GENETIC ALGORITHM PARAMETER TUNING USING EXPLORATORY LANDSCAPE ANALYSIS AND MACHINE LEARNING

Abstract

The choice of parameter values in evolutionary algorithms greatly affects their performance. Many
popular parameter tuning methods are constrained by the maximum number of fitness function evaluations
to find a good set of parameter values. Recently, an approach to algorithm selection for optimization
problems has been proposed, which uses the analysis of the fitness function landscape and machine learning
to select the optimal algorithm based on the characteristics of its landscape. Such application of fitness
landscape analysis motivates further research, particularly in the context of parameter tuning in evolutionary
algorithms.
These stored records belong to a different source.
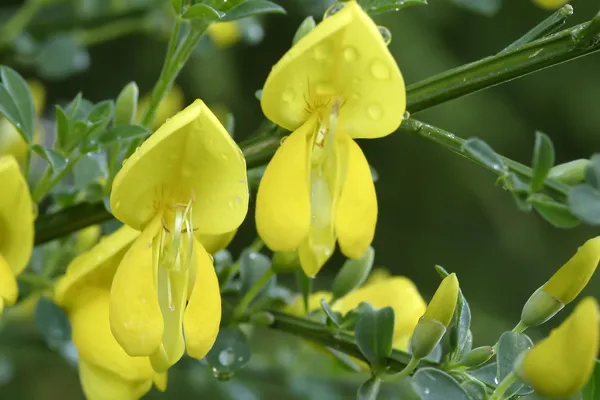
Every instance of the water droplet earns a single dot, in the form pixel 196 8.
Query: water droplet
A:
pixel 332 10
pixel 380 71
pixel 385 34
pixel 288 95
pixel 375 111
pixel 325 89
pixel 227 357
pixel 350 54
pixel 321 53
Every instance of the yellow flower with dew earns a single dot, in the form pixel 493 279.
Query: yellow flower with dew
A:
pixel 11 141
pixel 106 370
pixel 224 34
pixel 564 286
pixel 16 228
pixel 550 4
pixel 397 292
pixel 561 364
pixel 188 178
pixel 337 84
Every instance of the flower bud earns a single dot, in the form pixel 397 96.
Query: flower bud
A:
pixel 563 286
pixel 477 356
pixel 570 173
pixel 561 364
pixel 431 327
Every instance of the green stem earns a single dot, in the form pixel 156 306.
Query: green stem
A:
pixel 110 31
pixel 544 28
pixel 503 386
pixel 455 144
pixel 243 305
pixel 18 22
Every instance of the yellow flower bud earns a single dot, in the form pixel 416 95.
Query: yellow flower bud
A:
pixel 442 305
pixel 562 363
pixel 549 4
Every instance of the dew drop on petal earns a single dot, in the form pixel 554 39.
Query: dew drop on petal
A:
pixel 332 10
pixel 379 70
pixel 385 34
pixel 375 111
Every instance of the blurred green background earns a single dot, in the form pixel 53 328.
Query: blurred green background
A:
pixel 435 207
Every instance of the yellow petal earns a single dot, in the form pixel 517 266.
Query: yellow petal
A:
pixel 225 34
pixel 562 363
pixel 16 216
pixel 135 317
pixel 203 313
pixel 8 284
pixel 214 243
pixel 99 384
pixel 356 213
pixel 190 157
pixel 398 292
pixel 572 277
pixel 95 343
pixel 94 268
pixel 345 55
pixel 442 305
pixel 283 198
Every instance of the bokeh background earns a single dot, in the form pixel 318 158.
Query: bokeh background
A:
pixel 435 207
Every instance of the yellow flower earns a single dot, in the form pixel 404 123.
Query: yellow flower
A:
pixel 11 141
pixel 397 292
pixel 442 305
pixel 562 363
pixel 105 370
pixel 224 34
pixel 189 176
pixel 172 103
pixel 550 4
pixel 16 228
pixel 338 83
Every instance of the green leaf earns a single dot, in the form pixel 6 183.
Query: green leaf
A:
pixel 253 265
pixel 485 7
pixel 52 322
pixel 369 389
pixel 543 160
pixel 202 11
pixel 121 133
pixel 374 7
pixel 353 274
pixel 60 56
pixel 126 104
pixel 592 171
pixel 482 152
pixel 57 162
pixel 584 203
pixel 475 390
pixel 434 384
pixel 374 333
pixel 304 286
pixel 333 316
pixel 556 213
pixel 230 353
pixel 19 91
pixel 591 391
pixel 252 7
pixel 510 345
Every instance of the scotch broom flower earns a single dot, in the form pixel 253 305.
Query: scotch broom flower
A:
pixel 564 286
pixel 188 177
pixel 338 83
pixel 16 228
pixel 562 363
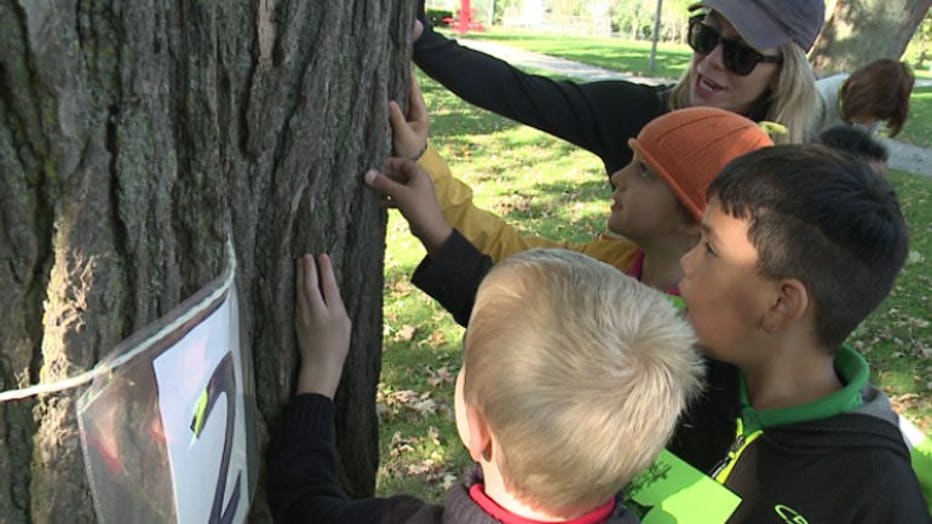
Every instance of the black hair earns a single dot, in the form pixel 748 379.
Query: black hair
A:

The use of landscape features allows for the identification of similar problems and
the use of parameter tuning data obtained from testing on benchmark problems, significantly reducing the
number of required fitness function evaluations during tuning. This work considers an approach to automatic
parameter selection using landscape analysis of the objective function and machine learning, using a genetic algorithm as an example. The proposed solution evaluates the characteristics of the
landscape of the optimization problem's objective function and suggests optimal parameter values for the
algorithm using a neural network. This network was trained on a dataset of landscape features expressed
as numerical features and their corresponding optimal algorithm parameter sets. In contrast to approaches
for automatic algorithm selection for a specific problem, this work addresses the problem of regressing
algorithm parameters instead of classifying the most suitable algorithm from a given set. The results of
experiments on different configurations of the W-model problem, as well as on the MAX-3SAT problem,
show that the proposed approach to automatic parameter selection considering the landscape of the objective
function can help determine appropriate values for the static parameters of the genetic
algorithm. The algorithm with the proposed parameter values outperforms other considered
options on average, requiring fewer evaluations of the objective function to find the optimum
compared to the other algorithms considered.